ASCO ( American Society of Clinical Oncology ) to Congress: Get Serious About Putting Biomedical Research Back on Track–DR. RYAN SAYS JOIN THEM.CALL OR WRITE YOUR CONGRESSMEN AND SENATORS USOING THIS BLOG . BREAKTHROUGHS ARE FAST OUTPACING FUNDING TO KEEP THE PACE AND THE CURES AND THE LIVES SAVED ON AN UPWARD COURSE
“From 1998 to 2003, Congress showed unprecedented support for advancing medical care when it incrementally doubled the funding level for the National Institutes of Health (NIH). Regrettably, stagnant funding in the years that followed has not kept pace with biomedical research inflation and is now slowing the pace of discovery.
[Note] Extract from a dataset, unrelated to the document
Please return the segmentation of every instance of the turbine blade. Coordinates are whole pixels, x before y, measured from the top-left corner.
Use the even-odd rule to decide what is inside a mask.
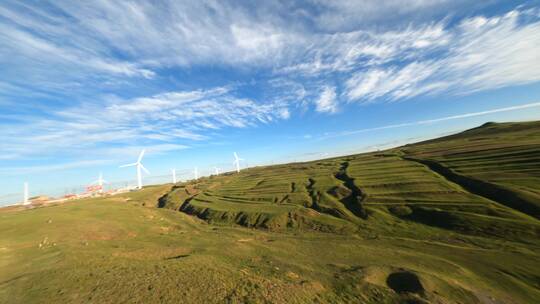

We have made tremendous progress in the fight against cancer—largely due to the leadership of those former lawmakers—but continuous underfunding and reduction of federal biomedical research will come back to haunt us if Congress does not act now to reverse this trend and once again set the NIH on a plan for growth.
“We cannot afford to rest on our research laurels and slowly, but surely, lose ground. Even now we are seeing fewer federal research grants, declining enrollments of patients in clinical trials, and talented researchers exiting the field or leaving the United States to pursue their life’s work elsewhere. Lost ground in the fight against cancer and other life-threatening illnesses will take us decades to recover.
“As Congress decides on funding levels for NIH and the National Cancer Institute (NCI) for fiscal year 2016, we urge both House and Senate lawmakers to join in a whole-hearted, bipartisan crusade to restore federal research funding to meaningful levels. In addition to eliminating sequestration caps, it is time to re-examine the entire funding process for biomedical research—not an unreasonable proposition when so many lives are at stake against a backdrop of spectacular breakthroughs in our understanding of the molecular underpinnings of cancer development.
“At minimum, ASCO is calling on lawmakers to support a 7.5 percent increase in NIH funding and a proportional increase for NCI to continue progress towards new treatments for cancer. The cancer community is poised to build on past research advances that will bring hope to the millions of Americans who will face a cancer diagnosis in the 21st century. But the foundation for making this vision a reality must be a national—and more importantly, Congressional—commitment to support a strong, robust federally funded U.S. research enterprise.”